HHS Leadership Changes: Collins to Step Down, OCR Welcomes New Director, FDA Still Waiting

In what struck many as a surprise announcement, NIH Director Francis Collins gave word last month that he plans to step down from a leadership role in the agency to resume running the lab at the National Human Genome Research Institute (NHGRI).[1] Collins, who became NIH director in August 2009, said he intends to make the change by the end of this year. No interim replacement has been named, and whomever President Biden selects as director will have to be confirmed by the Senate, which can lengthen the replacement process.

Collins wasn’t the only recent HHS leadership announcement. A little more than a week before Collins’ Oct. 5 statement, HHS Secretary Xavier Becerra announced that Lisa J. Pino would be the new director of the Office for Civil Rights (OCR).[2] This position, which does not require Senate confirmation, had been vacant for nine months—since the start of the Biden administration.

Another prominent HHS agency—the Food and Drug Administration (FDA)—is still waiting for the president to appoint a nominee, but a name may be coming soon. Like the NIH director job, the FDA commissioner position requires Senate approval.

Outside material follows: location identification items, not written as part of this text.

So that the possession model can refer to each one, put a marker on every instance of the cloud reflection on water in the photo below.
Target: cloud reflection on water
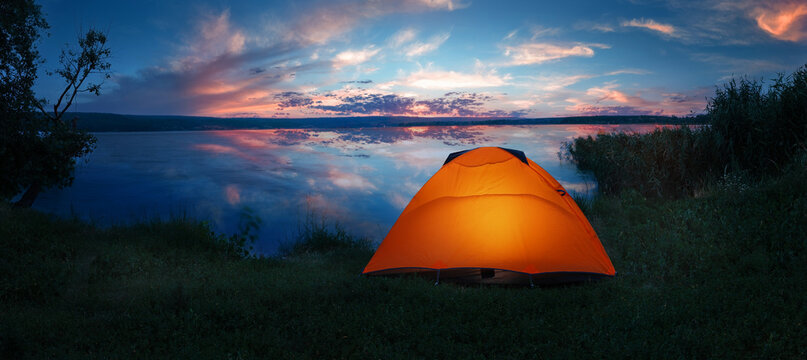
(361, 178)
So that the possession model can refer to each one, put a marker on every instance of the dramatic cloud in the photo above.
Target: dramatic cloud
(449, 80)
(591, 110)
(402, 37)
(451, 104)
(536, 53)
(354, 57)
(420, 48)
(651, 25)
(783, 20)
(607, 100)
(292, 99)
(336, 18)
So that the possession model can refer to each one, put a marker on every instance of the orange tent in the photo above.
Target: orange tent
(491, 209)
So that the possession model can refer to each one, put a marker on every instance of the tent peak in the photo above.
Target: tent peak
(518, 154)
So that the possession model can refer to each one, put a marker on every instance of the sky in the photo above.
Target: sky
(429, 58)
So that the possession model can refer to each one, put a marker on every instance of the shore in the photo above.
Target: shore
(719, 275)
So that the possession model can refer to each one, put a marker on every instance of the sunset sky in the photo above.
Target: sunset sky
(425, 57)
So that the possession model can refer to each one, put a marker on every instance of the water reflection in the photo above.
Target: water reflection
(361, 178)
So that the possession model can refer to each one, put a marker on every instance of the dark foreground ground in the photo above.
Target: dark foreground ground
(720, 275)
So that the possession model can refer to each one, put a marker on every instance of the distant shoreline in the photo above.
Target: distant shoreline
(104, 122)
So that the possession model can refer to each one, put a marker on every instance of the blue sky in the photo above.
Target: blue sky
(425, 57)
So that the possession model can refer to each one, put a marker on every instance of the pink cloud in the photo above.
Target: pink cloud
(536, 53)
(784, 20)
(651, 25)
(233, 194)
(349, 181)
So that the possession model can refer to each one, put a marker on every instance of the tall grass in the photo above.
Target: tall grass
(717, 276)
(750, 129)
(759, 130)
(664, 162)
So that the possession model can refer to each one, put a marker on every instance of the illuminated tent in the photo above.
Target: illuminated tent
(491, 215)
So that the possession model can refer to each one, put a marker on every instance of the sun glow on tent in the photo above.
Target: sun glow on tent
(492, 215)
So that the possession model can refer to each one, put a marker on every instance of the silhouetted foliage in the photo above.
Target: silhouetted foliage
(39, 150)
(751, 129)
(760, 130)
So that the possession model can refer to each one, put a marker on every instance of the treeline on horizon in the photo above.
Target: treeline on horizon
(106, 122)
(753, 131)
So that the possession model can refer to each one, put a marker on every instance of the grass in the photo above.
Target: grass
(717, 276)
(750, 129)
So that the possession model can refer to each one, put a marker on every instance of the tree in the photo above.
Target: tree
(39, 150)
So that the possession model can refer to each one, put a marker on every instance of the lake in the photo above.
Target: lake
(359, 178)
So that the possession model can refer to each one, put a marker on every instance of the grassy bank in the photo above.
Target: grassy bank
(718, 276)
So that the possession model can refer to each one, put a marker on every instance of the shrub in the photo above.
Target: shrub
(316, 236)
(665, 162)
(749, 130)
(760, 130)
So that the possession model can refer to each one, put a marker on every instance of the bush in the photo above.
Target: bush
(760, 130)
(749, 131)
(316, 236)
(665, 162)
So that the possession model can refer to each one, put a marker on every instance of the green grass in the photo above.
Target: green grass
(717, 276)
(750, 129)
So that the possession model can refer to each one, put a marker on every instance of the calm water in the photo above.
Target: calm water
(361, 178)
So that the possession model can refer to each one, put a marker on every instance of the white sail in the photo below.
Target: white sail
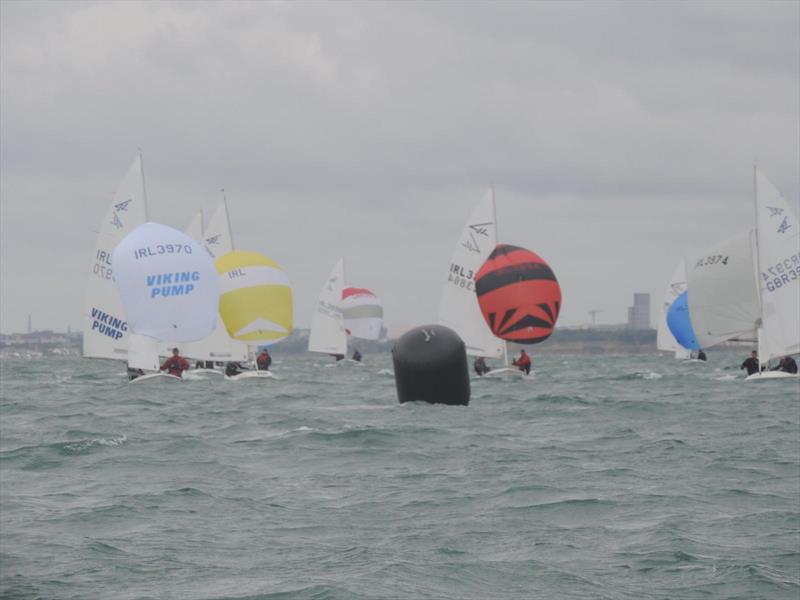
(168, 284)
(217, 236)
(195, 228)
(143, 352)
(328, 334)
(677, 285)
(723, 296)
(363, 313)
(459, 309)
(219, 346)
(778, 251)
(105, 327)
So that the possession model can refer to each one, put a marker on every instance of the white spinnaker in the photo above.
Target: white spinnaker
(328, 334)
(105, 327)
(723, 297)
(218, 346)
(459, 309)
(143, 352)
(778, 250)
(363, 313)
(168, 284)
(217, 236)
(677, 285)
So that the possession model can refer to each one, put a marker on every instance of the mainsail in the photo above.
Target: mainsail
(459, 309)
(105, 327)
(167, 282)
(328, 335)
(723, 302)
(778, 251)
(363, 313)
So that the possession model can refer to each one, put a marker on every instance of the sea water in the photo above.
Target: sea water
(604, 477)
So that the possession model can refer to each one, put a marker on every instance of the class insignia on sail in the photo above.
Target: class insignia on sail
(256, 300)
(167, 284)
(363, 313)
(680, 323)
(518, 294)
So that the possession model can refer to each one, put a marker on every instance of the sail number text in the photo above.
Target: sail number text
(162, 249)
(716, 259)
(461, 278)
(781, 273)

Janet Woodcock, who has been the acting FDA commissioner since Jan. 20, is a long-serving veteran of FDA, but she is not expected to be nominated to the position permanently. In mid-October, media outlets reported that former FDA Commissioner Robert Califf was under consideration by the Biden administration.[3]

Collins, the longest-serving NIH director, is also the only one to have served under three presidents. Appointed by Obama, he was retained by President Trump, and Biden, for his part, described Collins as “one of the first people I asked to stay in his role with the nation facing one of the worst public health crises in our history.”[4]